E.M. Forster was born 1 January 1879, and died 7 June 1970
E.M. Forster: 11 Quotes
- It isn’t possible to love and part. You will wish that it was. You can transmute love, ignore it, muddle it, but you can never pull it out of you. I know by experience that the poets are right: love is eternal.
- I suggest that the only books that influence us are those for which we are ready, and which have gone a little further down our particular path than we have yet gone ourselves.
- You confuse what’s important with what’s impressive.
- We must be willing to let go of the life we have planned, so as to have the life that is waiting for us.
- When I think of what life is, and how seldom love is answered by love; it is one of the moments for which the world was made.
- Works of art, in my opinion, are the only objects in the material universe to possess internal order, and that is why, though I don’t believe that only art matters, I do believe in Art for Art’s sake.
- One always tends to overpraise a long book, because one has got through it.
- What is wonderful about great literature is that it transforms the man who reads it towards the condition of the man who wrote.
- Books have to be read (worse luck it takes so long a time).
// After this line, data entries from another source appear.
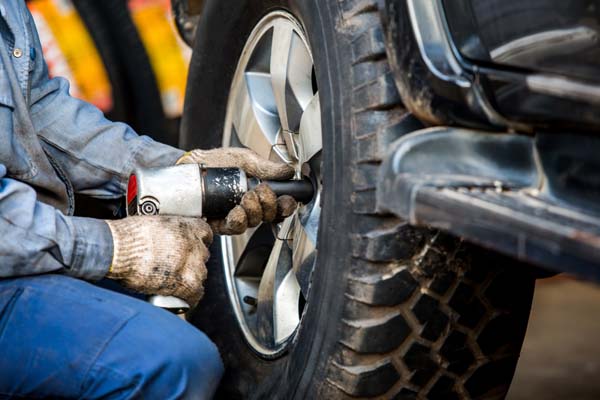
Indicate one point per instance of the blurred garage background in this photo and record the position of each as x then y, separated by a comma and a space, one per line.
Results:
126, 57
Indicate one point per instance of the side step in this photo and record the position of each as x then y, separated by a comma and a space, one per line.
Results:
534, 198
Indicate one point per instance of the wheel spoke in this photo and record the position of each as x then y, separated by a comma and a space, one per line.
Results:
255, 124
304, 245
310, 137
300, 74
269, 283
280, 57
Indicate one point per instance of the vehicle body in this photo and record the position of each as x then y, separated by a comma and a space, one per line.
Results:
477, 118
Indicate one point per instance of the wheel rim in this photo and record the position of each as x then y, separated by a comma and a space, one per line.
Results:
274, 109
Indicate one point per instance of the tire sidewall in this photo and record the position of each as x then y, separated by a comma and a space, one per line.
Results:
300, 372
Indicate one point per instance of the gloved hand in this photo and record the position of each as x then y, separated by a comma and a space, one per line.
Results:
258, 205
161, 255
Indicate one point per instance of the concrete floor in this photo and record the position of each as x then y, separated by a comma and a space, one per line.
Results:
561, 353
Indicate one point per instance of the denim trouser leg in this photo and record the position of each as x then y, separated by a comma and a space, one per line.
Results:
62, 337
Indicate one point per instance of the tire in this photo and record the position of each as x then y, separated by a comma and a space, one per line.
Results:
394, 311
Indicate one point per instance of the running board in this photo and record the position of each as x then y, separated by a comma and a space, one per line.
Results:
534, 198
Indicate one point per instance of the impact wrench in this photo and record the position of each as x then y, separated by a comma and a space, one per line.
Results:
192, 190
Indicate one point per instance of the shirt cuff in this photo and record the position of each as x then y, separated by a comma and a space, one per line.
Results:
93, 250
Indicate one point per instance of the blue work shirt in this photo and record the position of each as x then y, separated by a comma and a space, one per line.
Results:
53, 146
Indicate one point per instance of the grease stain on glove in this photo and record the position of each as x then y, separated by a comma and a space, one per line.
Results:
161, 255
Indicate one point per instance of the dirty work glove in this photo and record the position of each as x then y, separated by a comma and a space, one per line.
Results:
258, 205
161, 255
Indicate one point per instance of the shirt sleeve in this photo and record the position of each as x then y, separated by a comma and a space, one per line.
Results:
98, 155
37, 238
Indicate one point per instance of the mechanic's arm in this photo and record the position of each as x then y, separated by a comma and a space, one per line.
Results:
97, 154
37, 238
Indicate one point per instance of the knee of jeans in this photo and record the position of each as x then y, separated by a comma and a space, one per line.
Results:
195, 362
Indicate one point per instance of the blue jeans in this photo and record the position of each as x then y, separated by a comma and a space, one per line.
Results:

It is the only way of discovering what they contain. A few savage tribes eat them, but reading is the only method of assimilation revealed to the West.
- But Jane Austen is so different. She is my favourite author! I read and reread, the mouth open and the mind closed. Shut up in measureless content, I greet her by the name of most kind hostess, while criticism slumbers.
- I have almost completed a long novel, but it is unpublishable until my death and England’s.
Forster was an English novelist, short story writer, essayist and librettist. He is known best for his ironic and well-plotted novels examining class difference and hypocrisy in early 20th-century British society. Forster’s humanistic impulse toward understanding and sympathy may be aptly summed up in the epigraph to his 1910 novel Howards End: “Only connect … “. His 1908 novel, A Room with a View, is his most optimistic work, while A Passage to India brought him his greatest success.